In Sunday’s Wimbledon final, a patient Andy Murray slowly and steadily dismantled the Milos Raonic’s missile serves, chipping away with his efficient returns and counter-punching. We look at the key factors.
Return trumped serve
During his run to the final, Raonic had averaged 25 aces a match, and had a win percentage of 81 on first serve. In the final, those figures dropped to 67 per cent and eight. Conversely, Murray won 87 per cent of points on his first serve and served seven aces.
Murray kept getting the ball back, even one that whizzed in at 147mph (236kmph) serve -- the second-fastest serve at Wimbledon ever.
It was just one of those days.
Andy Murray could return an item after 29 days 🎾— Matt Desai (@MatthewDesai) July 10, 2016
Serve and volley fails again
Raonic had won 76 per cent of serve and volley approaches coming into the final. In the semifinal, the Canadian won 16 of his 19 approaches, even outscoring one of the few proponents of the art left, Roger Federer (11 of 16).
Against the baseliner extraordinaire Murray, Raonic’s percentage fell to 64 per cent. Murray kept passing Raonic, who could only win 46 of his 74 net points. Murray won 49 per cent of his baseline points in the final, while Raonic struggled from the back of the court too, winning only 32 per cent.

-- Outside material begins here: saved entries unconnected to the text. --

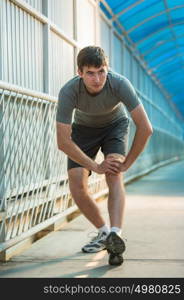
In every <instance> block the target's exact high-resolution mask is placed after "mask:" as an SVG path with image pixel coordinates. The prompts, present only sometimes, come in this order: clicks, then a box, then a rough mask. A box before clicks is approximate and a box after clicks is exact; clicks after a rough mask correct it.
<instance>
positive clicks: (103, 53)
mask: <svg viewBox="0 0 184 300" xmlns="http://www.w3.org/2000/svg"><path fill="white" fill-rule="evenodd" d="M77 65H78V68H79V70H80V71H82V70H83V67H84V66H87V67H95V68H100V67H101V66H107V65H108V60H107V57H106V56H105V52H104V50H103V49H102V48H101V47H97V46H88V47H85V48H83V49H81V50H80V51H79V54H78V56H77Z"/></svg>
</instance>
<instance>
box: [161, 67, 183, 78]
mask: <svg viewBox="0 0 184 300" xmlns="http://www.w3.org/2000/svg"><path fill="white" fill-rule="evenodd" d="M178 72H180V73H181V71H180V70H178V69H176V68H173V71H172V69H169V70H166V71H164V72H162V73H160V75H159V79H160V80H161V81H162V80H163V81H164V78H165V77H169V76H170V75H171V74H172V75H173V74H175V73H178ZM182 75H183V73H182Z"/></svg>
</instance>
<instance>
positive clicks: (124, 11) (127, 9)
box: [112, 0, 145, 21]
mask: <svg viewBox="0 0 184 300" xmlns="http://www.w3.org/2000/svg"><path fill="white" fill-rule="evenodd" d="M144 1H145V0H139V1H137V2H135V3H133V4H132V5H130V6H128V7H126V8H125V9H123V10H121V11H120V12H119V13H117V14H115V15H114V16H113V17H112V20H113V21H115V20H116V19H118V18H119V17H120V16H121V15H122V14H124V13H126V12H127V11H129V10H130V9H132V8H133V7H135V6H137V5H138V4H140V3H142V2H144Z"/></svg>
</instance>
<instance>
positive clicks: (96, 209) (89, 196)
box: [68, 167, 105, 228]
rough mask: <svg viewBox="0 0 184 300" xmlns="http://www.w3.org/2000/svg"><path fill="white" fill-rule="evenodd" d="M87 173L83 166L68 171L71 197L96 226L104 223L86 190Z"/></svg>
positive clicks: (86, 216) (81, 210) (88, 194)
mask: <svg viewBox="0 0 184 300" xmlns="http://www.w3.org/2000/svg"><path fill="white" fill-rule="evenodd" d="M88 174H89V171H88V170H86V169H85V168H82V167H78V168H72V169H70V170H69V171H68V178H69V186H70V191H71V194H72V197H73V199H74V201H75V203H76V204H77V206H78V207H79V209H80V211H81V212H82V213H83V214H84V215H85V217H86V218H87V219H88V220H89V221H90V222H91V223H92V224H93V225H94V226H95V227H96V228H100V227H102V226H104V225H105V221H104V219H103V217H102V216H101V214H100V210H99V208H98V206H97V205H96V203H95V201H94V200H93V199H92V197H91V196H90V195H89V192H88Z"/></svg>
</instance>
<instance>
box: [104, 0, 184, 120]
mask: <svg viewBox="0 0 184 300" xmlns="http://www.w3.org/2000/svg"><path fill="white" fill-rule="evenodd" d="M105 3H106V4H108V6H105ZM100 5H101V8H102V9H103V11H104V12H105V13H106V15H107V16H108V18H110V19H112V20H113V21H114V24H115V26H116V27H117V24H118V23H119V24H120V25H121V26H120V27H121V29H123V32H124V36H125V38H126V39H127V41H128V43H130V44H131V45H132V46H133V47H134V48H135V51H138V53H139V55H140V57H142V58H143V59H144V61H146V63H147V66H148V69H149V73H150V74H153V75H154V76H156V78H157V79H158V80H159V82H160V83H161V84H162V86H163V87H164V88H165V90H167V92H168V93H169V95H170V97H171V100H173V102H174V103H175V104H176V106H177V107H178V109H179V111H180V112H181V113H182V114H183V116H184V0H106V1H104V0H102V1H101V3H100ZM108 7H110V10H108Z"/></svg>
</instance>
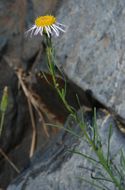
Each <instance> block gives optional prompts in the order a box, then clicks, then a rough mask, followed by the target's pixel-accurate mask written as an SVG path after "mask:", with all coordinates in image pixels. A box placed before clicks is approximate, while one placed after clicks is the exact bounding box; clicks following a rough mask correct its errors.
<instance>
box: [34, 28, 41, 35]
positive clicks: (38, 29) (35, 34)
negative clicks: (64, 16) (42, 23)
mask: <svg viewBox="0 0 125 190" xmlns="http://www.w3.org/2000/svg"><path fill="white" fill-rule="evenodd" d="M39 29H40V27H37V28H36V30H35V32H34V35H37V34H38V33H39Z"/></svg>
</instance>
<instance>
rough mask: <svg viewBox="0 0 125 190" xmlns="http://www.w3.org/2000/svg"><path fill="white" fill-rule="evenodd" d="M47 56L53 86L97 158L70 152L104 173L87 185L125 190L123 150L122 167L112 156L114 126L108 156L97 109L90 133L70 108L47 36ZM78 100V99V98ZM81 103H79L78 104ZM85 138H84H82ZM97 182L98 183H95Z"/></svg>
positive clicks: (46, 37)
mask: <svg viewBox="0 0 125 190" xmlns="http://www.w3.org/2000/svg"><path fill="white" fill-rule="evenodd" d="M45 37H46V54H47V60H48V69H49V72H50V74H51V76H52V82H53V86H54V88H55V89H56V91H57V93H58V95H59V97H60V99H61V100H62V102H63V104H64V105H65V107H66V109H67V110H68V112H69V114H70V115H71V116H72V118H73V119H74V120H75V122H76V123H77V124H78V125H79V127H80V129H81V130H82V132H83V134H84V139H83V140H85V141H86V142H87V143H88V144H89V146H90V148H91V149H92V151H93V152H94V155H95V156H96V159H95V158H92V157H91V156H90V155H86V154H84V153H81V152H79V151H77V150H72V151H71V150H69V151H70V152H72V153H74V154H78V155H80V156H82V157H84V158H85V159H87V160H88V161H89V162H92V163H93V164H96V165H98V167H96V168H97V171H98V168H101V170H102V171H99V172H100V177H97V176H91V179H90V180H89V181H88V180H86V179H84V178H83V180H84V181H86V183H89V184H92V185H94V186H95V188H97V189H103V190H105V189H109V188H108V187H107V186H106V185H104V184H103V187H102V186H100V183H101V182H100V181H103V182H104V181H108V182H110V183H113V184H114V186H115V188H116V189H118V190H124V189H125V188H124V187H125V184H124V175H125V155H124V153H123V150H121V156H120V165H121V168H119V166H116V165H115V164H114V162H113V160H112V159H111V156H110V141H111V136H112V126H111V125H110V126H109V133H108V142H107V154H106V153H105V152H104V151H103V144H102V140H101V137H100V134H99V129H98V125H97V122H96V121H97V119H96V109H94V117H93V126H92V127H91V128H90V130H91V135H90V132H89V131H88V129H87V126H86V124H85V122H84V119H82V120H81V119H80V118H79V117H78V115H77V113H76V111H75V109H74V108H73V107H72V106H70V105H69V104H68V102H67V100H66V84H65V87H64V88H62V87H60V86H59V84H58V82H57V79H56V72H55V58H54V50H53V47H52V42H51V39H50V38H48V36H47V35H46V36H45ZM65 83H66V82H65ZM77 99H78V97H77ZM78 103H79V102H78ZM64 130H66V131H68V132H69V133H70V134H72V135H74V136H75V137H76V138H81V137H80V136H79V135H77V134H76V133H75V132H73V131H72V129H70V128H68V129H64ZM82 138H83V137H82ZM93 180H94V181H93ZM95 181H96V182H95Z"/></svg>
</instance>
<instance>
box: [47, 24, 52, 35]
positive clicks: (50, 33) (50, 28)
mask: <svg viewBox="0 0 125 190" xmlns="http://www.w3.org/2000/svg"><path fill="white" fill-rule="evenodd" d="M47 29H48V31H49V33H50V34H52V31H51V28H50V27H49V26H47Z"/></svg>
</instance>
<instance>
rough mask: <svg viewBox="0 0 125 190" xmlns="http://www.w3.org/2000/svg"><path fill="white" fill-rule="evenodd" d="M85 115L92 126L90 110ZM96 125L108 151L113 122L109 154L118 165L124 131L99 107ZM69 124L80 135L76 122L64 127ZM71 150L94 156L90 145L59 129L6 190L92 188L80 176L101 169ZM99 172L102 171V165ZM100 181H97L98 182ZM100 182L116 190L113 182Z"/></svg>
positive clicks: (101, 137) (121, 147) (97, 170)
mask: <svg viewBox="0 0 125 190" xmlns="http://www.w3.org/2000/svg"><path fill="white" fill-rule="evenodd" d="M80 115H81V114H80ZM84 115H85V121H86V124H87V128H90V126H92V113H91V112H87V113H86V114H84ZM80 117H81V116H80ZM97 124H98V127H99V134H100V135H101V139H102V147H103V150H104V152H107V142H108V134H109V125H111V124H112V127H113V128H112V130H113V132H112V137H111V140H110V142H111V143H110V155H111V157H113V158H114V155H115V158H114V163H115V164H116V165H117V166H118V165H119V155H118V154H117V153H118V150H120V149H121V148H123V149H124V144H125V138H124V136H123V134H121V133H120V131H118V128H117V125H116V123H115V121H114V119H113V117H112V116H111V115H110V114H107V113H106V112H105V111H102V110H101V111H98V112H97ZM69 125H70V127H71V129H72V130H73V131H74V132H75V133H76V134H77V135H78V134H79V135H80V136H82V133H81V131H80V129H79V127H78V125H76V124H75V123H74V122H73V120H72V119H71V118H69V119H68V120H67V122H66V124H65V128H67V127H68V126H69ZM74 149H76V150H77V151H80V152H81V153H84V154H88V155H90V156H92V157H93V158H95V155H94V153H93V152H92V150H91V148H90V146H89V145H88V144H87V142H86V141H85V140H84V139H82V138H79V139H78V138H76V137H75V136H73V135H71V134H70V133H67V132H66V131H65V130H64V131H63V130H62V131H61V132H60V134H59V135H58V136H57V138H54V141H52V142H51V143H50V145H49V146H48V148H46V150H44V151H42V150H39V152H38V154H36V155H35V157H34V159H33V160H32V164H31V166H30V167H29V169H28V170H26V171H24V172H23V173H22V174H21V175H20V176H19V177H18V178H17V179H16V180H15V181H14V182H13V183H12V184H10V185H9V186H8V188H7V190H30V189H34V190H52V189H53V190H67V189H68V190H76V189H79V190H83V189H85V190H92V189H93V190H95V189H96V188H95V187H94V186H93V185H88V184H87V183H86V182H85V181H84V180H82V179H81V178H85V179H86V180H88V181H89V180H91V175H94V176H96V177H100V170H99V171H98V170H96V169H95V167H97V166H98V167H99V165H98V164H97V165H96V166H95V165H92V164H91V162H90V161H87V160H86V159H85V158H84V157H82V156H80V155H77V154H73V153H71V152H69V150H74ZM124 151H125V150H124ZM101 172H102V173H103V174H104V172H103V170H102V168H101ZM100 184H101V183H100V181H99V183H98V185H100ZM101 185H102V186H103V187H105V186H104V185H107V186H108V187H109V189H110V190H115V187H114V186H113V185H112V183H108V182H106V183H105V181H104V185H103V181H102V184H101Z"/></svg>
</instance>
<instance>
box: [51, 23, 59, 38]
mask: <svg viewBox="0 0 125 190" xmlns="http://www.w3.org/2000/svg"><path fill="white" fill-rule="evenodd" d="M51 28H52V29H53V30H54V32H55V33H56V35H57V36H59V32H58V30H57V29H56V28H55V27H54V26H53V25H52V26H51Z"/></svg>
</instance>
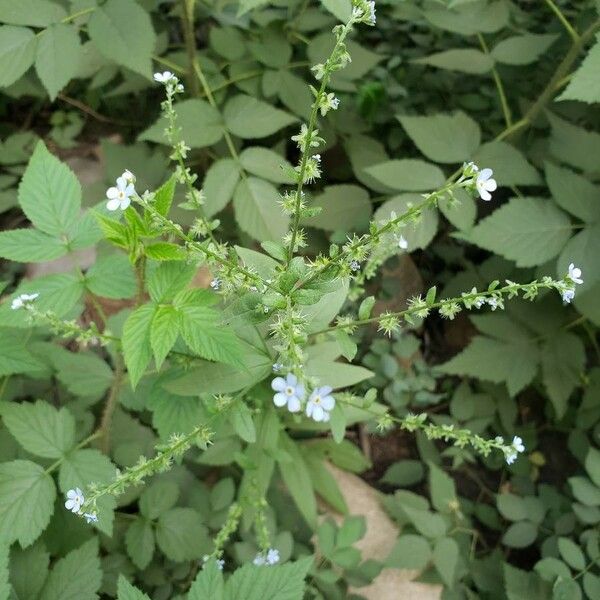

The idea was right, the execution wasn’t.
One more ball
Raonic’s average rally length on his serve up to the final was around 2.5 shots. On Sunday, it was four shots as Murray kept putting one more ball in play. The Scot stayed in play and forced Raonic to go for more. And it showed. Murray covered 2,367m, compared to the 2,430m run by Raonic.
Raonic also had 29 unforced errors, including 21 in the first two sets. Murray had a total of 12.